A Google dork query, sometimes just referred to as a dork, is a search string that uses advanced search operators to find information that is not readily available on a website. Google dorking, also known as Google hacking, can return information that is difficult to locate through simple search queries. That description includes information that is not intended for public viewing but that has not been adequately protected.
As a passive attack method, Google dorking can return usernames and passwords, email lists, sensitive documents, personally identifiable financial information (PIFI) and website vulnerabilities. That information can be used for any number of illegal activities, including cyberterrorism, industrial espionage, identity theft and cyberstalking. A search parameter is a limitation applied to a search. Here are a few examples of advanced search parameters:
- site: returns files located on a particular website or domain. (followed (without a space) by a website or domain returns files located there.)
- filetype: followed (without a space) by a file extension returns files of the specified type, such as DOC, PDF, XLS and INI. Multiple file types can be searched for simultaneously by separating extensions with “|”.
- inurl: followed by a particular string returns results with that sequence of characters in the URL.
- intext: followed by the searcher’s chosen word or phrase returns files with the string anywhere in the text.
Multiple parameters can be used, for example, to search for files of a certain type on a certain website or domain.

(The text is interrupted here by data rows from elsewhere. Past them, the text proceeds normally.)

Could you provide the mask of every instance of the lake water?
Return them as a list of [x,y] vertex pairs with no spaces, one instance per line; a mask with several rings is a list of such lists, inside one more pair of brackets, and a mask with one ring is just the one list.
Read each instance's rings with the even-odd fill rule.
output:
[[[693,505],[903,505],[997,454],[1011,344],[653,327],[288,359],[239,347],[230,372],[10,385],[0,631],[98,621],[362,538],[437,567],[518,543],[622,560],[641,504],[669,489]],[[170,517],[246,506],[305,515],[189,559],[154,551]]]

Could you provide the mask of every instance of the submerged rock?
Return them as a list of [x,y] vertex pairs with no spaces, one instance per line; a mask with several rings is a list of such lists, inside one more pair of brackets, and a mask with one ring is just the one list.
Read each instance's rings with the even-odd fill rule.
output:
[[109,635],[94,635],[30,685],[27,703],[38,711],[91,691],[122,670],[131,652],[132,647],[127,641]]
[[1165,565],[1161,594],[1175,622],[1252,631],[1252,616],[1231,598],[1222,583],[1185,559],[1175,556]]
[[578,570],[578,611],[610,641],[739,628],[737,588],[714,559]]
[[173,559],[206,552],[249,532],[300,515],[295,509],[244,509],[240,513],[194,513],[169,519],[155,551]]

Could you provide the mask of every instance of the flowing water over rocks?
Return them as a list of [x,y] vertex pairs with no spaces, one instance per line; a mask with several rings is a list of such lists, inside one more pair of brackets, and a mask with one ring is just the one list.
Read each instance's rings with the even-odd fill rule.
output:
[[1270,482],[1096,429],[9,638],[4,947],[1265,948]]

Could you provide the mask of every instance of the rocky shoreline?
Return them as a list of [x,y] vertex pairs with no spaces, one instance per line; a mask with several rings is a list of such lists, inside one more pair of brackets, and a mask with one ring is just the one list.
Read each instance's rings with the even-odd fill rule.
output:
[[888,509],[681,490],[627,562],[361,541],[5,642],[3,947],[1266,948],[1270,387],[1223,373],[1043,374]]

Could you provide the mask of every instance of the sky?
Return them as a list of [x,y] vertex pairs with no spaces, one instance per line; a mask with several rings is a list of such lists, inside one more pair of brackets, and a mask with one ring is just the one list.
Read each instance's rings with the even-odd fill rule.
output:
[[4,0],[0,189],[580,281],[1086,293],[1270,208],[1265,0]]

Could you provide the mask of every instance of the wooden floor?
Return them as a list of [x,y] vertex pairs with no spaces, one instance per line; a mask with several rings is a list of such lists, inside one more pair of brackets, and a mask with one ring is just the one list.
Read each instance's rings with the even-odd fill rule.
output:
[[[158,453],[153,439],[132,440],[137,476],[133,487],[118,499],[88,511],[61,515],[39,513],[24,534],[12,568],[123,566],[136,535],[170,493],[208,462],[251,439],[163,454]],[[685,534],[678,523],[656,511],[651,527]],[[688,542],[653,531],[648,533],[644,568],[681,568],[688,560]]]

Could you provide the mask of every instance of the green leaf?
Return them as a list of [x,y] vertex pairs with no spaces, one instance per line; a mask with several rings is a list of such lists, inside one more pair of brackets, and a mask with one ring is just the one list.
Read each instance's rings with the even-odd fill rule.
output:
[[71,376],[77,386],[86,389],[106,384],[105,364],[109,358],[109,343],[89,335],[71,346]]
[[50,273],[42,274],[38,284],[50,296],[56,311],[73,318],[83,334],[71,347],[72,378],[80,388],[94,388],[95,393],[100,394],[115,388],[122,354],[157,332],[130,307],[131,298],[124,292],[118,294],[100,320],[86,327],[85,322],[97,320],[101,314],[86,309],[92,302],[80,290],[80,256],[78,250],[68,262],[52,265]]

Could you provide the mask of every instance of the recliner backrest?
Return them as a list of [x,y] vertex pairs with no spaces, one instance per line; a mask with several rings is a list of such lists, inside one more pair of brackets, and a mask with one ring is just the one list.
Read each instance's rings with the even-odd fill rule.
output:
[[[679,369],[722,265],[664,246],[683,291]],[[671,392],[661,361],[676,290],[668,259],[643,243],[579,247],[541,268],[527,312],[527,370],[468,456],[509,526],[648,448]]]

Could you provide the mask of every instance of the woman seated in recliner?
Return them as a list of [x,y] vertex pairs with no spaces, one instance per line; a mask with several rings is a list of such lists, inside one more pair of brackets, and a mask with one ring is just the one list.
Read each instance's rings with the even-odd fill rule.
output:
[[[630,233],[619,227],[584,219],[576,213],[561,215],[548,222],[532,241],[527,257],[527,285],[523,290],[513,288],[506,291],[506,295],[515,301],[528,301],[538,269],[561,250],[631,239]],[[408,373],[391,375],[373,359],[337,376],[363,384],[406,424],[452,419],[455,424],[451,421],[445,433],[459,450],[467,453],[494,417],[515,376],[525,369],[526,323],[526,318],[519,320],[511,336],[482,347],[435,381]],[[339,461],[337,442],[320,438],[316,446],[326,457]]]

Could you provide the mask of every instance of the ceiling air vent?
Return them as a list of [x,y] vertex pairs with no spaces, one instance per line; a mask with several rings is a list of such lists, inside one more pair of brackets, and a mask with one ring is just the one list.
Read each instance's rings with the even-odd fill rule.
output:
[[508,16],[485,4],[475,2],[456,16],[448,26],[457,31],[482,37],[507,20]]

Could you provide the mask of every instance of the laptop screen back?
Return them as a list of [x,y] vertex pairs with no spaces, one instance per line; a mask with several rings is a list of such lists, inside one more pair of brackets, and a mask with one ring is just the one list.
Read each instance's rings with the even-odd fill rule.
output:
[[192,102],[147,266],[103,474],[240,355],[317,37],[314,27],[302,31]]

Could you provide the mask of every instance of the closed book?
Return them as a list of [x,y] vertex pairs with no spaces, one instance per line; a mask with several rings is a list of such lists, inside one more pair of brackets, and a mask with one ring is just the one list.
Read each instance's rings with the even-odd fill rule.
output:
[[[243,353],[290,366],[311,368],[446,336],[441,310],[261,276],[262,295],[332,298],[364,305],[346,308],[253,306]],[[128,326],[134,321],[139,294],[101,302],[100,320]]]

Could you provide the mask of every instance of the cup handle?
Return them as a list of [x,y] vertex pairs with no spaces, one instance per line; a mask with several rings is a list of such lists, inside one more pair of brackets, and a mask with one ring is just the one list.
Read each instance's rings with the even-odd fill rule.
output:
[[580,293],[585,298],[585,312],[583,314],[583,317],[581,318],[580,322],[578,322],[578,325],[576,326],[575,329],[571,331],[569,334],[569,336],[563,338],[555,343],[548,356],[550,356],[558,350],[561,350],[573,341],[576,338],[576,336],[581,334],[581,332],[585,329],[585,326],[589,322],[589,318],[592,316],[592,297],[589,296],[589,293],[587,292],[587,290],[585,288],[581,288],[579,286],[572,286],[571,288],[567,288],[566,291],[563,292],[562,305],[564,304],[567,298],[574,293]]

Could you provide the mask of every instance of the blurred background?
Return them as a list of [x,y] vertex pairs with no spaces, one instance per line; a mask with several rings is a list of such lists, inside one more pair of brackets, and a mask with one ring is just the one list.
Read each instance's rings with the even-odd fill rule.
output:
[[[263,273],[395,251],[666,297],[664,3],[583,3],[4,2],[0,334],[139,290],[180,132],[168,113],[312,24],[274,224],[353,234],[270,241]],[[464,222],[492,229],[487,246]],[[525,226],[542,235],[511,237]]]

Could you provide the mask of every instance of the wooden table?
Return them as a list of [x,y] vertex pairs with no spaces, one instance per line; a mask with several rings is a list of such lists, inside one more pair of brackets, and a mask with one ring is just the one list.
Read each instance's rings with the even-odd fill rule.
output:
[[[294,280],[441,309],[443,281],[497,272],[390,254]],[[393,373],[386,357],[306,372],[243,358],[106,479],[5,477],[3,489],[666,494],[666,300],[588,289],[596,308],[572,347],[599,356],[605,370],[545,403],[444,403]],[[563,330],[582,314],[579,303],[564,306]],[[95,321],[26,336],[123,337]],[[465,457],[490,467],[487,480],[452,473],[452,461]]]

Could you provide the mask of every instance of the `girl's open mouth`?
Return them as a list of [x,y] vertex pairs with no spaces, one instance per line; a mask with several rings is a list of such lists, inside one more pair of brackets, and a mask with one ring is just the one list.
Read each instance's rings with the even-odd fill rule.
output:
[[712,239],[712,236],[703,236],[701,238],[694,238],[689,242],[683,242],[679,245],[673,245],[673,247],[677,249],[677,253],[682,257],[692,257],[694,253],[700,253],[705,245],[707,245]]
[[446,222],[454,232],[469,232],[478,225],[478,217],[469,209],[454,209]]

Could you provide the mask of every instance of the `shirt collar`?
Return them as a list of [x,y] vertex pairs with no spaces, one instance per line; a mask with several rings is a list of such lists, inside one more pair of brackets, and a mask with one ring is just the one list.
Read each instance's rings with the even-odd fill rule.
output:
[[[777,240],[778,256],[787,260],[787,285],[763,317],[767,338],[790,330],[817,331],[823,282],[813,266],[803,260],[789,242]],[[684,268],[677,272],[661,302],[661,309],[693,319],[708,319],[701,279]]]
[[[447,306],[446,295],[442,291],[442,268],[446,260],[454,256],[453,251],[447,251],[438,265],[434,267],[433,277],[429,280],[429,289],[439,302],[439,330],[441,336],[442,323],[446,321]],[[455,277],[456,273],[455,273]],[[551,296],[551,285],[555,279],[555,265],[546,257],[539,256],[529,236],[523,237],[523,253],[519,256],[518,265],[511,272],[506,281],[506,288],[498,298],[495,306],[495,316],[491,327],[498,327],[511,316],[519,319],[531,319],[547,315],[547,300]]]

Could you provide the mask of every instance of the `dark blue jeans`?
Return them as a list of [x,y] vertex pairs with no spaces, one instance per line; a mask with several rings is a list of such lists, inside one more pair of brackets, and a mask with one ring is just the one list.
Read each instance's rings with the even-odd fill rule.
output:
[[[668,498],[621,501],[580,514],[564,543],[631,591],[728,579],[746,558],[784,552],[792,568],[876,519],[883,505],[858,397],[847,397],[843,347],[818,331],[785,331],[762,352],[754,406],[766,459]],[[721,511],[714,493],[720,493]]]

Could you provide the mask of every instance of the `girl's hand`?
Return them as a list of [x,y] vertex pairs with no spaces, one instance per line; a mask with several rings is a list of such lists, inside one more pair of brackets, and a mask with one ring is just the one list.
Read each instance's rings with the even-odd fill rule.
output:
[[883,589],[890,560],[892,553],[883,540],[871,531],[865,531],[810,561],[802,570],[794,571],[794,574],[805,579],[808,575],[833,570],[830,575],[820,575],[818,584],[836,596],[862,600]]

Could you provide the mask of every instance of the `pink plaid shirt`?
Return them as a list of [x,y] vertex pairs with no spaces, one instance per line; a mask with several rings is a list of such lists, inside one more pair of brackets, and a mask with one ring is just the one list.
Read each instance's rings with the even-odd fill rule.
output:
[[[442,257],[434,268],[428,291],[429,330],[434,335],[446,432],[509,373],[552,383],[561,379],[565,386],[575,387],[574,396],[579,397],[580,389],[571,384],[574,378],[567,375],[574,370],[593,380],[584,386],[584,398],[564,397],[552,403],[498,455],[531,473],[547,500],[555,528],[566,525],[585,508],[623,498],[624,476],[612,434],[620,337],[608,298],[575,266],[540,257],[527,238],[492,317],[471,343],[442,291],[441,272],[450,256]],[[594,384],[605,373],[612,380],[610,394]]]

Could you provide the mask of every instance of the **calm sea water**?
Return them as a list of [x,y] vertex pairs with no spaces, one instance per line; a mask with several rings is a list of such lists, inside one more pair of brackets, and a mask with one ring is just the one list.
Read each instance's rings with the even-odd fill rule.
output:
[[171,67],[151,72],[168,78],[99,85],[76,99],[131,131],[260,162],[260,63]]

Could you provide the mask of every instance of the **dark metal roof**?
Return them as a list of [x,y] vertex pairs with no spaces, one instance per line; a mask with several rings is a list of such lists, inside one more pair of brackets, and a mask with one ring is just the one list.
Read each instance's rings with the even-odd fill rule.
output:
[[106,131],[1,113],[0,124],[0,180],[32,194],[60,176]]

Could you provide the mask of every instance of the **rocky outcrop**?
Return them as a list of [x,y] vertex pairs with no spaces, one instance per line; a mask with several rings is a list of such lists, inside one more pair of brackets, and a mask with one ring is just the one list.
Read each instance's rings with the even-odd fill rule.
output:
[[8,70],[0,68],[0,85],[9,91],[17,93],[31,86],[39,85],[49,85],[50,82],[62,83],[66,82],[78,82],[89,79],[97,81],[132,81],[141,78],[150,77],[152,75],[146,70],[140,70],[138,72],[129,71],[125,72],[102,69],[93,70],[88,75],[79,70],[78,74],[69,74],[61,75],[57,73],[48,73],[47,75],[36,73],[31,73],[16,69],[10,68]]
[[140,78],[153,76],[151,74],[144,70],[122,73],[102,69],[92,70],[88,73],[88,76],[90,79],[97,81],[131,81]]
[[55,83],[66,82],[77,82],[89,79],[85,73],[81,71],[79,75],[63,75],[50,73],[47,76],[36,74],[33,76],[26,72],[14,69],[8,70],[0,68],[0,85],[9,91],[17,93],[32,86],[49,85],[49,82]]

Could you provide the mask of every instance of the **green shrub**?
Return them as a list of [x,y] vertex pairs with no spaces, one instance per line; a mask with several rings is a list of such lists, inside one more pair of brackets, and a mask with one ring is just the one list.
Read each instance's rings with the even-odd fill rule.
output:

The Public Intelligence website provides this example:
“sensitive but unclassified” filetype:pdf site:publicintelligence.net
Those search parameters return PDF documents on that website’s servers with the string “sensitive but unclassified” anywhere in the document text. Access to internal documents can yield further sensitive information. For example, document metadata often contains more information than the author is aware of, such as revision history, deletions, dates and author / updater names. Because an intruder with the requisite know-how and / or tools can access such information, it’s a good practice to ensure that it is actually removed from documents before they are published or shared. The practice of document sanitization is designed to make sure that only the intended information can be accessed.
In August 2014, the United States Department of Homeland Security (DHS), the FBI and the National Counterterrorism Center issued a bulletin warning agencies to guard against the potential for Google dorking on their sites. One of the first intrusion prevention measures proposed is to conduct Google dorking expeditions using likely attack parameters to discover what type of information an intruder could access.